Lost as usual in the shallow depths
of the pond-green aquarium
where wide-eyed guppies nose around a little
man in a diving suit beside
a minute treasure chest, the light from above
seemingly frozen & the only sound
water bubbling through the filter, I stand
to add a gold star to my name again
today by being a good boy & not
crying out for a shot of Novocain.
My mother has walked me here through the snow
—up the street, down the hill, & past
Lake Nokomis—to let Dr. Elasky
fill more of the twenty-seven
cavities he’s found in my baby teeth
before I’m even five.

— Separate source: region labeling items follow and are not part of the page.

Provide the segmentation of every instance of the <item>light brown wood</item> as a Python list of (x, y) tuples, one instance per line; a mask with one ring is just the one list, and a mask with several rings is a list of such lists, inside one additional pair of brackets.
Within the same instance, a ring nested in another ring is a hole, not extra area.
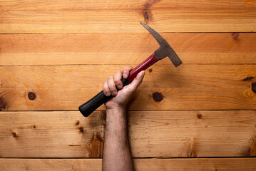
[[(256, 155), (255, 110), (129, 111), (133, 157)], [(1, 112), (1, 157), (101, 157), (104, 112)]]
[[(255, 33), (161, 34), (185, 64), (256, 63)], [(136, 66), (159, 46), (148, 33), (1, 34), (0, 45), (1, 66)]]
[[(2, 1), (1, 33), (254, 32), (254, 1)], [(102, 7), (104, 6), (104, 7)]]
[[(256, 170), (255, 158), (133, 159), (135, 170)], [(101, 170), (101, 159), (0, 159), (1, 170)]]
[[(169, 59), (164, 60), (170, 63)], [(77, 110), (102, 90), (108, 76), (124, 66), (1, 66), (1, 110)], [(156, 63), (150, 69), (128, 109), (256, 109), (255, 65), (184, 64), (175, 68)], [(29, 98), (29, 92), (35, 94), (34, 100)]]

Inside,
above the chair, he’s hung these model airplanes
(a yellow Piper Cub my favorite)
from the ceiling to keep my mind
off the business at hand, but pain
always blocks them out & leaves me conscious
of nothing save his pencil-linc black mustache,
plus my mother trying to quiet me
with the words, “Oh, Randy, you know
it doesn’t hurt
that much.” I don’t know anything
yet, at least not the way knowing
just means sitting still for something
everyone says
is for the best but I feel in my bones
to be the opposite. Like a frogman
undermining a ship, I stay in the dark
below the surface & the distant static
of voices with their foreign words, seeing
by my own lights, knowing what I know.